自社サイトが、社員のモチベーションや、自分と会社との関わりに何らかの影響を与えているとは思いもしませんでした。
サイトの企画・構築に携わって10年超になりますがいまだこうして大反省することがあります。
自社を、自社の何かを非難されたり否定されたりしてうれしい社員はいないはずです。
どんな会社のどんな社員だって、程度の差こそあれ、会社と自分との関係を肯定しています。
できれば、もっと良好で意義深い関係にしたいと思っているんじゃないでしょうか。
先日、あるマーケティング講座を受講中、クライアントへのベネフィットや他との差別化要因を探求する作業の中で、参加者の一人が、
『自分の会社って、案外すごいってことに気づいた』
と発言し、笑いをさらいましたが、ここに普段は見えにくい、本人自身もあまり意識したことのない社員と会社の関係を見ることができます。
多くの社員は、自分と会社を良好で意義深い関係にしたいと基本的に思っているんです。
その気持ちをはばむたくさんの要因の1つに、自社サイトも含まれると、今では考えています。
今のままの自社サイトを家族や友人に見せることは、会社と自身の関係に悪い影響を与えると多くの社員が考えています。
自社サイトを見せることで、見た人たちの心の中で自分の価値が低められるのではないかと恐れているんです。
マネジメントに携わる方々には、そんな視点で自社サイトを眺めてみていただきたいと強く思います。
そんな思いを社員にさせるべきではありませんし社員が見せるのを嫌がるようなサイトが、他の誰かに別の利益をもたらすとは思えません。
クライアント、見込み客、取引先、学生、その他多くのステークホルダーにとって有益なサイト、何らかの利益を提供できるサイトは、少なくとも社員が親しい人に見せることを阻むようなサイトではないと確認します。

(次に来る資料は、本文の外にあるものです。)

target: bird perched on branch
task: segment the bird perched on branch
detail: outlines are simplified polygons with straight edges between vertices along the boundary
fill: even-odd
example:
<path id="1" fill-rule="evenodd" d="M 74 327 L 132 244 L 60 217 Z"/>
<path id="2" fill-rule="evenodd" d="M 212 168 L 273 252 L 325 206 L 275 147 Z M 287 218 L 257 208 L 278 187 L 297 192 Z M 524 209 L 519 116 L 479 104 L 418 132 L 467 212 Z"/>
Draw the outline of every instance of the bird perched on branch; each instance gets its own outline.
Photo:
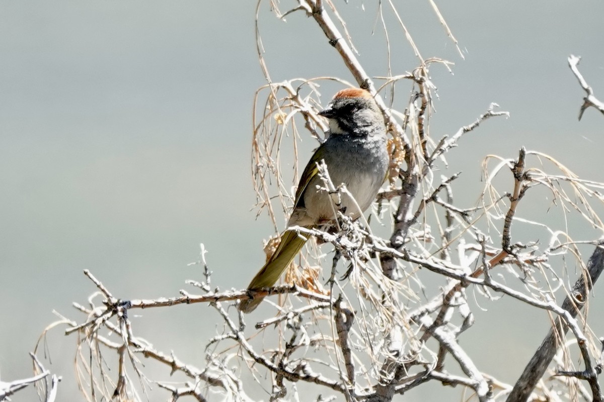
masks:
<path id="1" fill-rule="evenodd" d="M 307 228 L 334 221 L 336 209 L 319 177 L 318 163 L 325 161 L 336 187 L 344 184 L 350 195 L 341 195 L 340 210 L 356 219 L 375 198 L 388 166 L 384 116 L 371 95 L 349 88 L 338 92 L 319 115 L 329 122 L 329 136 L 317 148 L 302 173 L 288 227 Z M 351 198 L 352 195 L 352 198 Z M 300 252 L 309 235 L 286 229 L 277 250 L 248 286 L 249 291 L 273 286 Z M 249 313 L 264 298 L 243 300 L 239 310 Z"/>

何だか、マネジメントとマーケティングが混ざり合ってしまって、話の焦点がボヤけてしまってすみません。
衝撃のひと言を聞いてから、ずっと後のこと。
フォローアップでご訪問した際、最近、
『サイトを見せながら、子供に仕事の話をするようになった』
と言う社員がいてね、とうれしそうに話される社長。
あなたは、その社員が、少し前に何て言っていたか知りませんよね。
でも、あなたは、きっと経営者として良いことをしました。
社員のためにも、あなたのクライアントのためにも。
帰りの車を運転中の独り言。
一番うれしかったのは僕です(笑)。